Ricky looked around the street again, “How about getting our palms read? Let the crystal ball decide what we should do.”
There was a reason the palm-reading tent sat alone in near shadow at the end of the street. We lived right in the middle of the Bible belt, and palm reading, even for fun, was seen as the devil’s work by many of the overly religious, which was most of the town.
“They don’t use a crystal ball to read palms.” I quipped, hoping he would drop the idea.
“Whatever, crystal ball, tarot cards, old chicken bones; it doesn’t make any difference. Unless your scared.” He said the last part tauntingly. “Or should I just take you home to mommy and daddy, so they can tuck you into bed nice and safe.”
I gave him an evil look and then walked into the small tent with a huff.
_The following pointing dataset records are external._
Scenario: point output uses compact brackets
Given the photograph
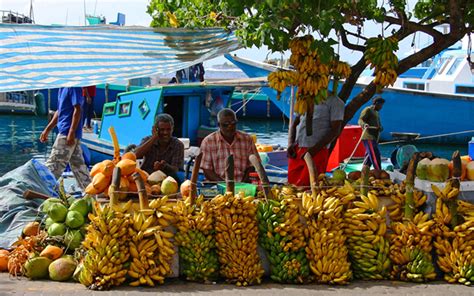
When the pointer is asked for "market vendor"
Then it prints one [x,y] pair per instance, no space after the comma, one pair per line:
[227,140]
[161,151]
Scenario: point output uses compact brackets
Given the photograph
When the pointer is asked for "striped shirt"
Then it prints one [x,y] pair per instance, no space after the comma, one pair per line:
[216,149]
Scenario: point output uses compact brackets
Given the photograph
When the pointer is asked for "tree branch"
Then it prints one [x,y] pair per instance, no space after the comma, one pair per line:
[412,26]
[349,45]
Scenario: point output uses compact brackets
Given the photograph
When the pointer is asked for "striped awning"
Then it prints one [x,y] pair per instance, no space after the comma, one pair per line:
[41,57]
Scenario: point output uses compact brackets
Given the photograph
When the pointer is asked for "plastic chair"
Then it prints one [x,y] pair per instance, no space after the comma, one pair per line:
[120,20]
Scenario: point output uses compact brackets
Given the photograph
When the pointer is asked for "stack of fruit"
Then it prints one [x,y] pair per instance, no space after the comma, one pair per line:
[380,53]
[107,248]
[67,219]
[195,239]
[365,230]
[151,249]
[282,236]
[326,249]
[236,238]
[454,232]
[411,241]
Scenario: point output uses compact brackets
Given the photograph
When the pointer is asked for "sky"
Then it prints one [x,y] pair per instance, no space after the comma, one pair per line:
[71,12]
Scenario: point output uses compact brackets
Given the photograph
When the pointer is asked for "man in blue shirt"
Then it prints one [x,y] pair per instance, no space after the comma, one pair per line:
[67,147]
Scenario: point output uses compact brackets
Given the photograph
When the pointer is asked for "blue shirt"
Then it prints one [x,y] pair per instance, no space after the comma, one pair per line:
[68,97]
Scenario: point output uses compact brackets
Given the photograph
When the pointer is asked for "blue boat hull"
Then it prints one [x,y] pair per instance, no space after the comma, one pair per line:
[405,111]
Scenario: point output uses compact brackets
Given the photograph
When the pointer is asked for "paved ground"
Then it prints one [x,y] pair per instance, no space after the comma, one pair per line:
[9,286]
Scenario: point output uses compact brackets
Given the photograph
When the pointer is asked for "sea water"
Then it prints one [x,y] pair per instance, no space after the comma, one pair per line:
[19,139]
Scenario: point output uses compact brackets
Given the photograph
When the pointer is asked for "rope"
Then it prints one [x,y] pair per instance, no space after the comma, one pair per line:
[429,137]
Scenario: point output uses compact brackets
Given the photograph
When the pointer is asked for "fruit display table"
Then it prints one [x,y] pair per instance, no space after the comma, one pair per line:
[467,189]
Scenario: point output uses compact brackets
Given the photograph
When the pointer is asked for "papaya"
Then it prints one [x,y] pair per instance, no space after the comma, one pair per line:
[126,166]
[100,182]
[129,155]
[52,252]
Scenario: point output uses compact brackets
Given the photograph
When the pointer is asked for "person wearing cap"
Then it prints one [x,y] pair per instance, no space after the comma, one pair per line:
[369,120]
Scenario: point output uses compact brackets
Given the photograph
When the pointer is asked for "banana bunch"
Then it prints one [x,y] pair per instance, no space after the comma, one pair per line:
[379,53]
[454,246]
[340,70]
[150,247]
[365,230]
[282,236]
[326,250]
[236,238]
[397,195]
[106,244]
[195,239]
[410,249]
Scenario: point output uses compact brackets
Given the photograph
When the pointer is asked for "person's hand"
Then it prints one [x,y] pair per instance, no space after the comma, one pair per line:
[291,151]
[71,139]
[44,136]
[159,165]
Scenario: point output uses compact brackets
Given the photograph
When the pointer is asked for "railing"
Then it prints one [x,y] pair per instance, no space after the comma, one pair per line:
[11,17]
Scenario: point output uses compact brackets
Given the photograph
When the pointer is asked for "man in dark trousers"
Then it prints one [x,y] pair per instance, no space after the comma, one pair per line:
[67,146]
[369,120]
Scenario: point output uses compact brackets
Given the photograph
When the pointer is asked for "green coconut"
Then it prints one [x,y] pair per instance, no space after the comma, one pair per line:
[438,170]
[422,168]
[37,268]
[62,269]
[57,212]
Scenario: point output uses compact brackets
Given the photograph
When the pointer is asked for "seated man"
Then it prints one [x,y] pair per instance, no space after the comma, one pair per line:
[161,151]
[217,146]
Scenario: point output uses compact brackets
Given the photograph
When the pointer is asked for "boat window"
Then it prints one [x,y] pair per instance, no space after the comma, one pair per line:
[411,85]
[462,89]
[454,66]
[443,64]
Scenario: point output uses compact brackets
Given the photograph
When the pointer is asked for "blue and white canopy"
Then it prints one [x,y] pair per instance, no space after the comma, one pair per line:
[40,57]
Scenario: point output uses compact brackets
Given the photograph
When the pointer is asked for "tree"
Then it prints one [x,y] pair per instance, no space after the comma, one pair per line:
[275,22]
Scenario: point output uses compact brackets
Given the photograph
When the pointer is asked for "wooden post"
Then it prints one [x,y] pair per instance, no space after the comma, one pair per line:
[114,187]
[262,175]
[142,195]
[229,175]
[194,177]
[312,173]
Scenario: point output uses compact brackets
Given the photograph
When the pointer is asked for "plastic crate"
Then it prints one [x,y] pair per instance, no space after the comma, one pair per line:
[247,188]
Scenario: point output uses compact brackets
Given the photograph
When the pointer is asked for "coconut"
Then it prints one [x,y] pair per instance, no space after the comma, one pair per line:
[62,269]
[422,168]
[169,186]
[438,170]
[37,268]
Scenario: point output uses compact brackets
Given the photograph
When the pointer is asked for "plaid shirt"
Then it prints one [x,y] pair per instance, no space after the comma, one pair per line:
[173,155]
[216,149]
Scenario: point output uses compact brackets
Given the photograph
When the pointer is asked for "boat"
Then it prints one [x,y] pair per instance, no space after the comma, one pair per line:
[434,100]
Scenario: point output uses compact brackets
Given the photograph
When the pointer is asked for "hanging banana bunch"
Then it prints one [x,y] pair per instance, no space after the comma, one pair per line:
[282,236]
[454,230]
[411,240]
[236,238]
[195,239]
[106,243]
[366,238]
[379,54]
[326,250]
[150,246]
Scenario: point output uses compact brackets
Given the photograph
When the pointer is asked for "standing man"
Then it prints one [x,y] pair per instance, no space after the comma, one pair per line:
[369,120]
[161,151]
[327,123]
[88,93]
[227,140]
[67,146]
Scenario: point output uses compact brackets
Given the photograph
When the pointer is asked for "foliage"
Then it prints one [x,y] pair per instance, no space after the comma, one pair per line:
[275,22]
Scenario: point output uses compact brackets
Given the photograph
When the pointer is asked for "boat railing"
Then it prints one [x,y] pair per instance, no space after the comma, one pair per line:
[12,17]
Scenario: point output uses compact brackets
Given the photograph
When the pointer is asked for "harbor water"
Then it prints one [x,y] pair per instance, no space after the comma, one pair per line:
[19,139]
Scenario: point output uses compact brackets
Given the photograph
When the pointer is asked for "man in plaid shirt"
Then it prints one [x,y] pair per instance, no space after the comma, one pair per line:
[217,146]
[161,151]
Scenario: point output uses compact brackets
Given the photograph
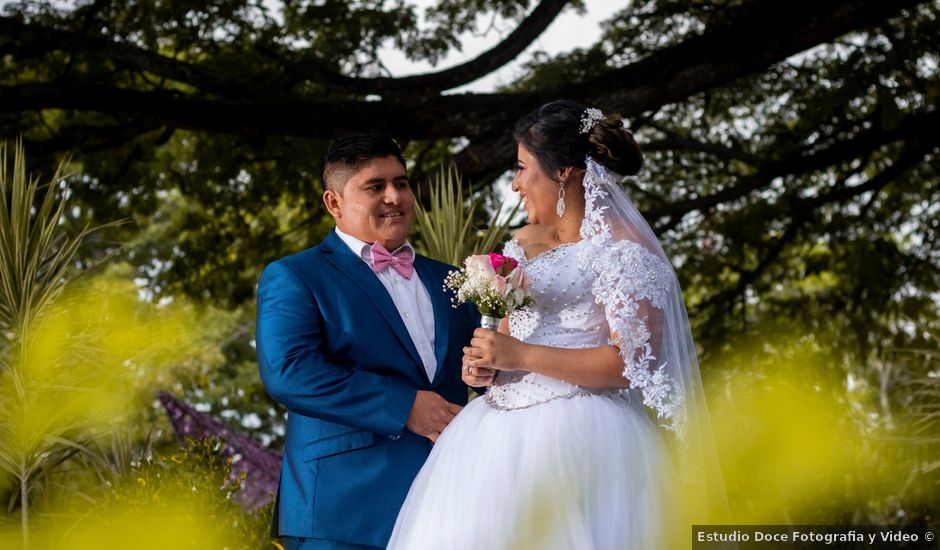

Ricky followed me inside, as the heavy flap of the tent closed behind him the noise from the street outside disappeared. There was a single lightbulb hanging over a table, and on the other side sat an old woman with white hair.
“Spooky.” Ricky muttered. I elbowed him in the stomach before he could say anything else stupid.
“Welcome.” the old woman offered in a smokey cracking voice.
“Hello.” I was barely able to reply as I was feeling overcome by apprehension.
“Would you like me to read your palm?” the old woman was reaching out her hand.
The old woman took my hands in her own and pulled them under the light, leaning her face close to my palms she examined them.
“You are here alone.” the old woman announced. Behind me I could hear Ricky snort in dissatisfaction.
“Shhh!” the woman hissed at him with a snarl on her face, and for an instant it looked as though her eyes had rolled back in her head. “You are about to begin a journey, during which you may find your true love. But first you must give up looking for lost cats, and begin searching for your shadow.”
The woman released my hands and sat back in her chair looking exhausted, and with a flick of her wrist she motioned for us to leave. Once again out in the cold night air I heard the call of “Rick” come from across the street. It was a few of Ricky’s friends holding up a joint and waving him over. He looked at me pleadingly and I told him to go ahead. Getting high was another of Ricky’s delights that I wanted no part of.
I told Ricky I would wait for him, and as I did I thought about what the old woman had said. It reminded me of my father’s assessment of all my high school boyfriends, “You could do so much better, but you insist on chasing after lost causes.”, was she saying the same thing about Ricky. I began to walk back up Main Street, leaving the fortune teller’s tent, and Ricky and his friends behind me as I contemplated what the old woman meant by “searching for my shadow.” I watched my feet as I walked, and I noticed as I went that each time I passed a street light my shadow moved from behind me to in front. At times my shadow followed me, and at times it lead, and at times it walked in step right beside me, but I was never without my shadow.
I called my parents to come pick me up as I continued down Main Street. I was done with Ricky, and was ready to find my true love.
written for: Quotespieration Challenge – Week 1: Write a piece of flash fiction based on the quote: “What I think is this: you should give up looking for lost cats and start searching for your shadow.” from ‘Kafka on the Shore’ by Haruki Murakami.